In der ›Sexokratie‹ sollte auch Peter Steiner mitspielen, damals noch nicht fett, sondern sehr sportlich. Er hatte nämlich diese ›Tiefa‹-Rosi eingebracht, war ihr Freund, neben dem Tierarzt. Jetzt saßen wir in der Kulisse, die uns Donatus Bölkow gebaut hatte, richtig, das damalige schwarze Schaf von MBB, der häufig als Requisiteur mitwirkte. Er hatte ein drei mal drei Meter großes Bett in unserem Hilfsstudio aufgeschlagen, mit den bundesrepublikanischen Farben bezogen: schwarz, rot, gelb. Uve Schmidt spielte, als Harlekin geschminkt und gekleidet, den Spruchhochhalter: »Männer und Frauen sind gleichberechtigt«, »Eine Zensur findet nicht statt«, »Eigentum verpflichtet«, »Die Würde des Menschen ist unantastbar«. Als Drehort diente uns die Dorfschule unseres Filmspezialisten im Taunus. Der Schulraum, sonst sein Filmvorführraum, war zum Studio umfunktioniert, die Jupiterlampen strahlten, die Fenster waren mit schwarzen Papierbahnen zugeklebt, das Bett mit schwarzen Volants umhängt, durch die von Zeit zu Zeit ein lüsterner bebrillter Praktikant lugte. Wir baten Ratibor, ihn wegzuschicken, aber der ließ sich nicht abschütteln. Ratibor selbst war während der Filmarbeiten nicht anwesend, wir hatten ihm den Raum für einen Haufen Geld abgemietet. Schließlich haben wir Wolfgang, den Praktikanten, da er einfach nicht verschwand, zum Bier- und Brötchenholen abgestellt. Fünfzehn Jahre später, während einer Interview-Session mit dem alten Biss in Berlin, hat Wolfgang Felger plötzlich beim Italiener am Lehniner Platz rausgelassen, daß er es war, ob ich mich nicht an ihn erinnere, daß wir doch damals diesen Porno gedreht hätten, daß er bei Ratibor sein Kameragewerbe gelernt habe. Und daß wir ihn bei Gefahr des Eierabhackens damals zur höchsten Geheimhaltung verdonnert hätten.

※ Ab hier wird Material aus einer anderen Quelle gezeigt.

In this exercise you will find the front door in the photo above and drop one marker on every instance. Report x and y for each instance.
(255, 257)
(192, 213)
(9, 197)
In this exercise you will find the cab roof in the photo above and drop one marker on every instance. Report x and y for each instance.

Ja, Peter Steiner hatte Rosi angeschleppt, und als er die Hosen fallen ließ, da sahen wir seinen blauen Slip, aber darunter bewegte sich nichts, nur sein Maul regte sich: »Was soll das? Ich kann das nicht, so öffentlich ficken, das will ich nicht.« Er fing an rumzurandalieren, ich beendete das mit: »Hose an, Steiner, Schluß! Wenn du nicht kannst – in Ordnung, aber dann verschwinde auch.« Das Studio war gemietet, die Beleuchtung, die Mitspieler, der Kameramann, jeder Beteiligte kriegte tausend Mark pro Tag, jetzt fiel Steiner aus, und wir hatten keinen Ersatzmann. Weil er Zicken machte, war auch die scheinbar unverwüstliche Rosi unvermittelt demotiviert, bekam Skrupel, fühlte sich nicht attraktiv, von Peter zurückgestoßen. Ich versuchte sie zu beruhigen und zu überzeugen, daß sie im Gegenteil ein sehr attraktives Mädchen sei. Die Worte nutzten nichts, ich konnte ihr die Selbstzweifel nur nehmen, indem ich mit ihr vögelte, auf dem Bundesbett. Diese Szene hat Roland Hehn geistesgegenwärtig mit der Kamera eingefangen, ein komischer Filmclip. Es war eine merkwürdige Erfahrung, vor laufender Kamera zu ficken, und die Tristesse danach war auf dem Filmstreifen sichtbar: Ich fiel zurück, der Schwanz stand noch, aber er zog sich, wie in Zeitlupe gedreht, teleskopartig zusammen. Diese Sequenz wurde natürlich nicht benutzt für den späteren Film, sie gehörte ja auch nicht dazu.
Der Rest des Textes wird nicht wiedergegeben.